Enfin, condamner le  vote de Rima Hassan au PE pour, en la traitant de suppôt d'un terrorisme de fanatiques, lui refuser d'en débattre à l'invitation du festival Black Movie, serait piquant venant du fondateur du FIFDH prisant les débats contradictoires, si cette entorse à la tradition festivalière ne confinait à la désinformation des lecteurs. Déduire d'un vote contre la résolution du PE réclamant la libération de l'écrivain que cela équivaut à tolérer la poursuite de son incarcération, relève pour le moins d'un parti-pris mensonger. Surtout quand on ne saurait ignorer que le parti politique que Rima y représente (LFI) a réclamé à plusieurs reprises dans les médias la libération de l'écrivain, et qu'on cèle l'abstention de la cheffe du groupe, Manon Aubry, parce qu'il faudrait alors l'expliquer au lecteur. La très macroniste Nathalie Loiseau - à ne pas confondre comme j'ai pu le faire avec la journaliste Manon Loizeau - ou le chantre du renouveau socialiste échappant à l'orbite mélenchonienne Raphaël Glucksmann, empressés comme nos deux auteurs de démontrer la complaisance de la gauche radicale envers un islam politique qui pourchasse et emprisonne les avocats des libertés publiques, se sont, à peine le vote connu, rué sur les ondes pour dénoncer à qui mieux mieux la honte des députés LFI. Comme la mouvance que draine l'essayiste Caroline Fourest, ces deux députés représentent au PE les opinions que défendent ici comme ailleurs les deux auteurs de l'article de la Tribune, qui s'acharnent à l'unisson sur Rima Hassan. Glucksmann a même illico argué que le vote européen des lfistes venait à point pour justifier l'émancipation  amorcée au NFP par la direction du PS du joug de Mélenchon. Ayant traité, au moins en privé, ce dernier de "fossoyeur de la gauche" et l'ayant qualifié d'antisémite, il n'est pas étonnant que les auteurs ne songent guère à se distancier de pareils errements.

Dans l'article en question, les auteurs se gardent pourtant bien de dévoiler qu'ils partagent ce fonds de commerce idéologique pour accabler Rima Hassan de son vote au PE. C'est François Ruffin qui est appelé à la rescousse pour se dédouaner d'une hostilité de principe à LFI. Evincé du groupe LFI à l'AN, ayant rejoint les "purgés" de LFI chez les écolos, en pourparlers pour rejoindre avec la GDS leur tentative de fédérer les unitaires dans l'Après, Ruffin a certes, comme les deux députés cités, condamné avec sévérité ce vote et même l'abstention comme honteux.

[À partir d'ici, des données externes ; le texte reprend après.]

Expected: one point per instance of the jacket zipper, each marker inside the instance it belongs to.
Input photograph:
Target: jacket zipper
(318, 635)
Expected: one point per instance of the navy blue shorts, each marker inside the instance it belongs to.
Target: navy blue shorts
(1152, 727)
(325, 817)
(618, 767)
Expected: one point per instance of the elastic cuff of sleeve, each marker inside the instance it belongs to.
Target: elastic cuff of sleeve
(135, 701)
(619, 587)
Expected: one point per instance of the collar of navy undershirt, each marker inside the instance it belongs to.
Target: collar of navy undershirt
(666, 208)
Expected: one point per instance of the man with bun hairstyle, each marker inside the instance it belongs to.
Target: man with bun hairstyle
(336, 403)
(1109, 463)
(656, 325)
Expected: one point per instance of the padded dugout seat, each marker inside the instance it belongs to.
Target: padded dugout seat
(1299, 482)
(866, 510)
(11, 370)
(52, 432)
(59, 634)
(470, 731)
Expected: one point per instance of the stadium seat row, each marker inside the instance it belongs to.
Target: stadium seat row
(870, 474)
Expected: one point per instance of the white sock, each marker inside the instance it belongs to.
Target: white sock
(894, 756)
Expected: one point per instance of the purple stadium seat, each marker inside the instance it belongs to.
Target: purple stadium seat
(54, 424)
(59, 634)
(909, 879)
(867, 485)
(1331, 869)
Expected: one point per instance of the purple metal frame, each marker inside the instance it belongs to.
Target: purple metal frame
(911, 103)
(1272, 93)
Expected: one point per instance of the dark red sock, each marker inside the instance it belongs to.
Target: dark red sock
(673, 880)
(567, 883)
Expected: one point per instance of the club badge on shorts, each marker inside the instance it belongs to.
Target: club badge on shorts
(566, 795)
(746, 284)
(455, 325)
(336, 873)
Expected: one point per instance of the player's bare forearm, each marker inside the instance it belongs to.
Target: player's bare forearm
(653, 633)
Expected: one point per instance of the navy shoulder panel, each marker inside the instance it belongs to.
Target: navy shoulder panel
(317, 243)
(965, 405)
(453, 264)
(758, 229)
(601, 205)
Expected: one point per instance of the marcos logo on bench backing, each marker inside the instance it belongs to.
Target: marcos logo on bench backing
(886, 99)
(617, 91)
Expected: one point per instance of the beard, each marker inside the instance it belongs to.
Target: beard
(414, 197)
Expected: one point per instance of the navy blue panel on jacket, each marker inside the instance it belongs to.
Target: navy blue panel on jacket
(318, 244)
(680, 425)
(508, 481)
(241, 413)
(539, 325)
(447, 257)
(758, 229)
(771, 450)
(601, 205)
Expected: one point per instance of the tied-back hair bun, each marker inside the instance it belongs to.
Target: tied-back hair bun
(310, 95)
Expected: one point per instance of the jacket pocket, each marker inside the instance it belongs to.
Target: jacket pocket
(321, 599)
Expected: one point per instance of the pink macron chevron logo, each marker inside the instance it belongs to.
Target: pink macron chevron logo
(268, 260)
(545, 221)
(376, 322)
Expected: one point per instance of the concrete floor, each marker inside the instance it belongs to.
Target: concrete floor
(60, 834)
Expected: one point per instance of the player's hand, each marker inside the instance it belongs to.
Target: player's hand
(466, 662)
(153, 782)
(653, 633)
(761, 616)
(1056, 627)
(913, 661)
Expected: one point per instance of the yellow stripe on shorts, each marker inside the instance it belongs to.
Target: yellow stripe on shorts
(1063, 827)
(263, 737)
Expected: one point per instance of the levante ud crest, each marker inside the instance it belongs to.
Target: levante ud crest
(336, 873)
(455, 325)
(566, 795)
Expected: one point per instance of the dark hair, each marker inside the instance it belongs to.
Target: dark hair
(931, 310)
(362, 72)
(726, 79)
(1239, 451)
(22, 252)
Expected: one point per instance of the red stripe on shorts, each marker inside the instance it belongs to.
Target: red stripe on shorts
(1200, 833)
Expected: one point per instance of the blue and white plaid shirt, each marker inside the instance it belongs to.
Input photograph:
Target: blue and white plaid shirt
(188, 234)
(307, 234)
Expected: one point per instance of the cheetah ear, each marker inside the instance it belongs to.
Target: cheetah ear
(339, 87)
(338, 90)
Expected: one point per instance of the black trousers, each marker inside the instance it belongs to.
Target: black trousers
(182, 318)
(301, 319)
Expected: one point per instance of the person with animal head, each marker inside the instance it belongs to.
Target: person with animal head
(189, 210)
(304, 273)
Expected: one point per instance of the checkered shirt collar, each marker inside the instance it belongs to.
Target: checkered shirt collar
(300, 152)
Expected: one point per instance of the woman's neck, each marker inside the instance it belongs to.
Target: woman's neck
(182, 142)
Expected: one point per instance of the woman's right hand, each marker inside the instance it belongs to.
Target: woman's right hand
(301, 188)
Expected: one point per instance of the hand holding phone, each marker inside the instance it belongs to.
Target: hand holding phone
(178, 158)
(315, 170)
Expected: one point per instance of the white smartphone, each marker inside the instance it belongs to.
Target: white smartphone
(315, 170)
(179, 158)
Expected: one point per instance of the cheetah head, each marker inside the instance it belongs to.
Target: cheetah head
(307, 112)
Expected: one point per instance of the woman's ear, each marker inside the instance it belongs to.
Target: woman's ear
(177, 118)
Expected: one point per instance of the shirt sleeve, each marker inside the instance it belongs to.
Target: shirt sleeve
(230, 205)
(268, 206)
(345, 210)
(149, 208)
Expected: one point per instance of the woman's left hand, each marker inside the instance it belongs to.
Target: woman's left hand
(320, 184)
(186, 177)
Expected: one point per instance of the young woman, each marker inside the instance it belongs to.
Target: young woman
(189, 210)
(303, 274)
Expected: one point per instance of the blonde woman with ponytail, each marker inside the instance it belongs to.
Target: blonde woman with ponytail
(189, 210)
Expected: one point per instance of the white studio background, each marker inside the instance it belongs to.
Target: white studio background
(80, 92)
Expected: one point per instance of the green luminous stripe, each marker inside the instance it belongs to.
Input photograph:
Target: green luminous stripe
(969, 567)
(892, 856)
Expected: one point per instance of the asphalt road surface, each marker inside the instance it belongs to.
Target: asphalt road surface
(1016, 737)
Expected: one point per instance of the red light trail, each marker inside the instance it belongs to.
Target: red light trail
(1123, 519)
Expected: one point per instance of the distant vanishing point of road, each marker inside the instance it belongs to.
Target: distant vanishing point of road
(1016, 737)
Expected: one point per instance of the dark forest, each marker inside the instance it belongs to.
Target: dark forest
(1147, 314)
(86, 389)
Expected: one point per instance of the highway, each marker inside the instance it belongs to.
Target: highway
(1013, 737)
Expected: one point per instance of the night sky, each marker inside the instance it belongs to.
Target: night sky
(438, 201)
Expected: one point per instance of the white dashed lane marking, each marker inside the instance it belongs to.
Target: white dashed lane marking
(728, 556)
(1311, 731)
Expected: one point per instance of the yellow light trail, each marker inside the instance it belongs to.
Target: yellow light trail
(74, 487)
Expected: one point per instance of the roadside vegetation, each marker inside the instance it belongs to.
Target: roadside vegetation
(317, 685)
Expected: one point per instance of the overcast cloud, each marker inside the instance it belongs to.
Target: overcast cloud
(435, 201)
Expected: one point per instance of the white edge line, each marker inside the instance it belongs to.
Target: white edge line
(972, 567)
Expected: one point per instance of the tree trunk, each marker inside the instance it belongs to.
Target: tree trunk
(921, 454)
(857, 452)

Il est donc généreusement cité pour étoffer le discours stigmatisant, islamophobe et Boualemsansalophile d'une gauche dans laquelle les Kaneman disent se reconnaître. Manque de pot, malgré les distances prises avec Mélenchon, Ruffin n'appartient aucunement à une telle mouvance. Il a certes condamné de ne pas voter la résolution du PE pour ne pas affaiblir une exigence de libération qu'il estime justifiée. Mais iI l'a fait sans être dupe du quasi unanimisme qui en a marqué le contexte européen, ni de l'hypocrisie manifeste de l'extrême-droite, notoirement adepte de la manière forte, s'y associant par islamophobie et pour cause de contentieux franco-algérien actuel sur l'immigration.

Ruffin refuse de s'opposer au gouvernement uniquement parce que  le RN croit devoir le soutenir mais il vient de signer sur son blog  (https://tinyurl.com/29bqmsk8) une violente charge contre la dérive du PS depuis 1983 vers le social-libéralisme. Cela le situe aux antipodes de la stratégie d'émancipation du PS par rapport au programme du NFP que cautionnent implicitement ici, mais explicitement ailleurs, les auteurs suivant Glucksmann. Que n'ont-ils recouru plutôt aux positions de l'incontestable avocat des Droits Humains qu'est, pour l'avoir payé de sa personne, l'excellent et lucide Rony Brauman ? Ce dernier est un des juifs justes qui n'a pas comme eux hésité à qualifier la riposte israélienne de génocidaire, et a également résisté à la facilité de traiter Rima Hassan en paria des droits humains. Non, décidément NON, assimiler le cas de Rima Hassan à celui de l'histrion Dieudonné pour priver les genevois du droit d'écouter une parole qu'on a celui de contester, me paraît un pêché contre l'esprit.